Gum disease may make it more difficult to treat high blood pressure, based on a recent study that links gum disease to higher blood pressure levels. Findings were recently published in the American Heart Association journal Hypertension and help support the association between gum disease and poorer heart health.
The study included more than 11,750 U.S. adults who completed health surveys and underwent dental exams between 2009 and 2014. Participants were part of the National Health and Nutrition Examination Survey, which has studied the health of Americans since the early 1960s.
The goal of the recent analysis was to see if gum disease has any impact on blood pressure control. It’s currently estimated that one in three U.S. adults is living with high blood pressure, yet less than half have their condition under control.
Based results of the health questionnaires, 3,626 of patients reported being on treatment for high blood pressure. Of these, just over half had gum disease based on results of dental exams. Most had moderate gum disease, although a small portion had mild or severe gum disease.

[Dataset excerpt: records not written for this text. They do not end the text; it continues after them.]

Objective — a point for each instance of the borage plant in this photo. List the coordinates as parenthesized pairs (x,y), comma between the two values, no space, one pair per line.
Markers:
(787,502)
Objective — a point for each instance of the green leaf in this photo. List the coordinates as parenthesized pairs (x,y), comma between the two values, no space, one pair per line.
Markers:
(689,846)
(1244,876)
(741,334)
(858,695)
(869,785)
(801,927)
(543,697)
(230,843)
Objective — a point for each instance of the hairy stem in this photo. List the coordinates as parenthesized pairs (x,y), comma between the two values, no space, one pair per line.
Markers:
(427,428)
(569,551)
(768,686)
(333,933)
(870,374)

After analysis, researchers found that among participants with high blood pressure, those with gum disease had 2.3-3mmHg higher systolic blood pressure than those with healthy gums. Patients with gum disease were also less likely to have their blood pressure under control with medication than those without good oral health.

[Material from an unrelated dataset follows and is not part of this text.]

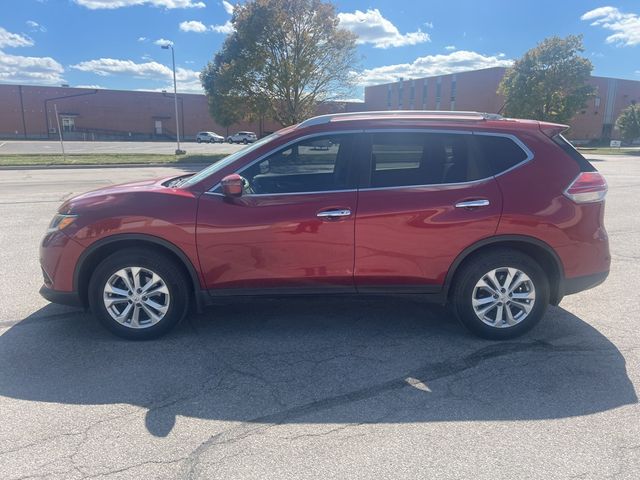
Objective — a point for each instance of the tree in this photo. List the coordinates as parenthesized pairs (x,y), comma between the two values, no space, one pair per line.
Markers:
(629,123)
(550,82)
(284,57)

Researchers noted that the more severe gum disease was, the more likely it was that treatment for high blood pressure would fail.

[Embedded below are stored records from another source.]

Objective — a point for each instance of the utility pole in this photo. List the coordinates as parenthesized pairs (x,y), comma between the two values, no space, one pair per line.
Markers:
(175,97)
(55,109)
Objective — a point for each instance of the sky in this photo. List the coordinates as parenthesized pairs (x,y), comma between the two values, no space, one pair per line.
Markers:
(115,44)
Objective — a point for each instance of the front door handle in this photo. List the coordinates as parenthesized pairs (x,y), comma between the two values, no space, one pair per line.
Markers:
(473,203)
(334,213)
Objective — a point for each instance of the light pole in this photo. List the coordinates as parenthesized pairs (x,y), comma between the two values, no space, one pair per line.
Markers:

What this study suggests, according to authors, is that gum disease may impact outcomes in patients with high blood pressure. Findings show that treatment for high blood pressure may not be as effective in patients with gum disease as it would in patients with good oral health. Therefore, taking care of teeth and gums may be an important way to help promote a healthy blood pressure.
Of course, authors note that this study only looked at data from one period of time and can’t tell us about cause and effect. However, findings add to a body of evidence linking gum disease to poorer heart health.
Gum disease, also referred to as periodontal disease, causes chronic inflammation of the gums. It currently affects nearly half of Americans over 30. Experts believe that that inflammation from gum disease may trigger or worsen inflammation in other parts of the body, including blood vessels and arteries. While we don’t fully understand this association, we know that it’s important to maintain good oral health in addition to taking steps to promote better cardiovascular and overall health.